True Love Cast Out All Evil
Roky Erickson w/ Okkervil River
Le problème des âmes damnées du rock’n’roll, c’est que, le plus souvent, elles restent damnées pour de bon, sans possibilité de rédemption. On ne compte plus d’ailleurs les histoires qui prouvent que quand un type touche le fond, le racle et creuse encore, c’est un véritable miracle s’il arrive à s’en sortir ; surtout quand il est question de drogue, de maladie, de deuil, de pauvreté et surtout d’oubli. Pourtant Roky Erickson, c’est un peu tout cela à la fois. Autrefois figure de proue de l’acid rock avec les 13th Floor Elevator, Roky est arrêté pour possession de drogue et enfermé en hôpital psychiatrique. Le juge qui le condamne, considérant que son état lors de l’arrestation relève de la démence (Roky est sous acide), suggère le traitement standard aux électrochocs et à la thorazine. Son hospitalisation forcée dure des années et Roky perd pied petit à petit avec la réalité. A sa sortie, il n’est plus qu’une ombre, un bonhomme lessivé qui n’a plus toute sa tête. Il voit des démons, leur parle et rêve d’absolution. Les chansons qu’il compose alors, dans la rue ou chez qui veut bien s’occuper de lui, sont à l’image de sa souffrance. Durant 20 ans, il va errer à gauche et à droite, participant à des concerts de reprises et à des projets musicaux plus qu’hasardeux (Aliens notamment) que son état va vite faire avorter. A la fin des années 80, Roky survit de l’aide que lui apportent ses admirateurs de l’univers du garage, comme Thurston Moore ou Jon Spencer, mais disparait néanmoins petit à petit de la circulation. Ce n’est que dans le courant des années 2000 que Roky Erickson sort de sa torpeur. Henry Rollins et ZZ Top s’occupent de lui faire un semblant de pub tandis qu’il reçoit enfin le traitement adapté à sa schizophrénie. En 2008, Okkervil River l’accompagne au SXSW d’Austin durant lequel il rencontre un franc succès. De fil en aiguille, le groupe lui propose de concrétiser cette collaboration avec un album tout neuf qui s’avère être aussi la première vraie plaque de Roky en quatorze ans.

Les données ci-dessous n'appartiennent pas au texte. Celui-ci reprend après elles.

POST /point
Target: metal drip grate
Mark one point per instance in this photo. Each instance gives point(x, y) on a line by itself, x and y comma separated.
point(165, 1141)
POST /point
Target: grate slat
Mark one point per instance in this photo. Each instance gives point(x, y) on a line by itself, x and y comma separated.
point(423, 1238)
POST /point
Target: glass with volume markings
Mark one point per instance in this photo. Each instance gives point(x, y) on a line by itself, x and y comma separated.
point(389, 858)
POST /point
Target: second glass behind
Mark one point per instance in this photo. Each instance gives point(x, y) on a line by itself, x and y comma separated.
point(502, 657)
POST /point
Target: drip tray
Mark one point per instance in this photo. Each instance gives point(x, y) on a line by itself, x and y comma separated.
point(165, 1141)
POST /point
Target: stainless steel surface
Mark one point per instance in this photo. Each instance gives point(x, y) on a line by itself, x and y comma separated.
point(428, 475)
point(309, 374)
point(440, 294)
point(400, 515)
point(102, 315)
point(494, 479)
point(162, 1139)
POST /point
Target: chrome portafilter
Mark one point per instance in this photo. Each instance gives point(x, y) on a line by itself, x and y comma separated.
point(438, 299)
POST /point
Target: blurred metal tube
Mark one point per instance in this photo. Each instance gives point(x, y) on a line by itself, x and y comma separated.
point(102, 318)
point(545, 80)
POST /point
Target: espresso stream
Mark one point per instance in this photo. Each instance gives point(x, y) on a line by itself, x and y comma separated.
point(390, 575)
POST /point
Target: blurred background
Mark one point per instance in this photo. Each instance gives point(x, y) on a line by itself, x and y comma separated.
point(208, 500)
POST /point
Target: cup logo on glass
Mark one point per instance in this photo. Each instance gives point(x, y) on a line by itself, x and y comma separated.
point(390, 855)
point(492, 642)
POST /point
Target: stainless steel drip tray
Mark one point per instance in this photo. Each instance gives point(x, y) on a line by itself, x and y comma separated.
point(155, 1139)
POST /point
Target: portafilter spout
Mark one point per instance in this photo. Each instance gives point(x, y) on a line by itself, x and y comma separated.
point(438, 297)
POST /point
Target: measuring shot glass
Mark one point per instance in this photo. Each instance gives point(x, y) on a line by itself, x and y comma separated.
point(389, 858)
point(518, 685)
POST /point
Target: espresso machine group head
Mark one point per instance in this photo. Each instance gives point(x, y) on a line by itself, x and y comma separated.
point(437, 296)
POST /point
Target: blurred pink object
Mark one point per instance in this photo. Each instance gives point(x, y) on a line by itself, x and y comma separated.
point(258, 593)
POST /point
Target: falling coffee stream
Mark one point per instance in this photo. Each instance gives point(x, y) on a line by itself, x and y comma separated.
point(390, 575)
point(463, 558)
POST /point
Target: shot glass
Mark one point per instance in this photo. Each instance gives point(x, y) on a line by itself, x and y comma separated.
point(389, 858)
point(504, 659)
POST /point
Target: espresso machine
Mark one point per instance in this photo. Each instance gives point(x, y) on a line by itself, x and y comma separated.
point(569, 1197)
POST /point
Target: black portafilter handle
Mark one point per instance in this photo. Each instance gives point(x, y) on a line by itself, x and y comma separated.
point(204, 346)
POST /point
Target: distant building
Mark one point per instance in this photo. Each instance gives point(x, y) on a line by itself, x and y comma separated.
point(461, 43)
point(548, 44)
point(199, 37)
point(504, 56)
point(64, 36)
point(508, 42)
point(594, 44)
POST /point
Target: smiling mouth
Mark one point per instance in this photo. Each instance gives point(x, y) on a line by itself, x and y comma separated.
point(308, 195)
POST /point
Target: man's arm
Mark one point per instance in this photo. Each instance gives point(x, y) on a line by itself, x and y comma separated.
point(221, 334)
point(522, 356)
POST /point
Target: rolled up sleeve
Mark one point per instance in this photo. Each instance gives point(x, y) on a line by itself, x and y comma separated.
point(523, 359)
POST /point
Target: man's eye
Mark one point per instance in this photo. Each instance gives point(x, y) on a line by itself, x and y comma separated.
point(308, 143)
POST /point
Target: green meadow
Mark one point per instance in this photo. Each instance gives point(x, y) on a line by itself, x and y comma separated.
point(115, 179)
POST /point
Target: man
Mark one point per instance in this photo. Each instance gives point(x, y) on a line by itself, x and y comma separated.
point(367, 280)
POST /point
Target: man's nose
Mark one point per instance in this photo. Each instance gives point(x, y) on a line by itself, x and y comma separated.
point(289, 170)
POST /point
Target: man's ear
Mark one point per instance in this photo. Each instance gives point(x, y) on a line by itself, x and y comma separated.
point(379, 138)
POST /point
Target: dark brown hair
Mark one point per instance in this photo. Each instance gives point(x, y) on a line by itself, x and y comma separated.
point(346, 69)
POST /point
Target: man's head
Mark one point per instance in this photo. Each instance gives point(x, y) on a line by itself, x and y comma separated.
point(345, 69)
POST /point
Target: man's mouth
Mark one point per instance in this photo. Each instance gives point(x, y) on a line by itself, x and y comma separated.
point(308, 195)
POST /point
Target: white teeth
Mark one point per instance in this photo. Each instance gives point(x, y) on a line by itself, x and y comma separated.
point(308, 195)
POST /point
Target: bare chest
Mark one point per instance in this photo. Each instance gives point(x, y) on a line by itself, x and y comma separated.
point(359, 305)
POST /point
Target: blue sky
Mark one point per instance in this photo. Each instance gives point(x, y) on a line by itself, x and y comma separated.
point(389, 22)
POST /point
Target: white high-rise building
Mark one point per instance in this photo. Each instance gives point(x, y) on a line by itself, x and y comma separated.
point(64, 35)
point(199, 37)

Il suffit d’écouter trente secondes de True Love Cast Out All Evil pour se rendre compte du chemin parcouru : on est à des kilomètres des performances des années 80 qui mettaient en scène un Roky malade et balbutiant. Désormais, c’est complètement lucide qu’il raconte les séances d’électrochocs, les rêves brisés, la culpabilité et les blâmes de ses proches ; le tout avec le ton à la fois rude et sincère d’un Vic Chesnutt ou d’un Bonnie ‘Prince’ Billy. La formule adoptée est celle de la balade folk classique, à tendance country, que les musicos d’Okkervil River viennent relever d’une guitare lead et d’un piano, qui fonctionnent un peu comme leur marque de fabrique. Avec le titre éponyme ou « Ain’t Blues Too Sad », on se rend compte que les deux horizons musicaux qui se rencontrent fonctionnent vraiment en bonne intelligence. Et même si on reconnait clairement la patte des austiniens, c’est toujours Roky qui a le dernier mot, ce qui n’est franchement pas plus mal.
Au final, on obtient un album aussi dense que lumineux et qui n’est pas aussi morose qu’il y parait. Parce qu’à la différence d’un vieux Eels ou d’un Elliott Smith qui vous enfonceraient à tête dans la dépression la plus profonde pour ne l’en retirer qu’après trois jours de boisson, Roky fini toujours sur une note positive ; et ce pour la simple et bonne raison qu’il est la preuve vivante qu’on peut mettre un pied hors de la tombe et se remettre à marcher, même avec une vie aussi dure que la sienne.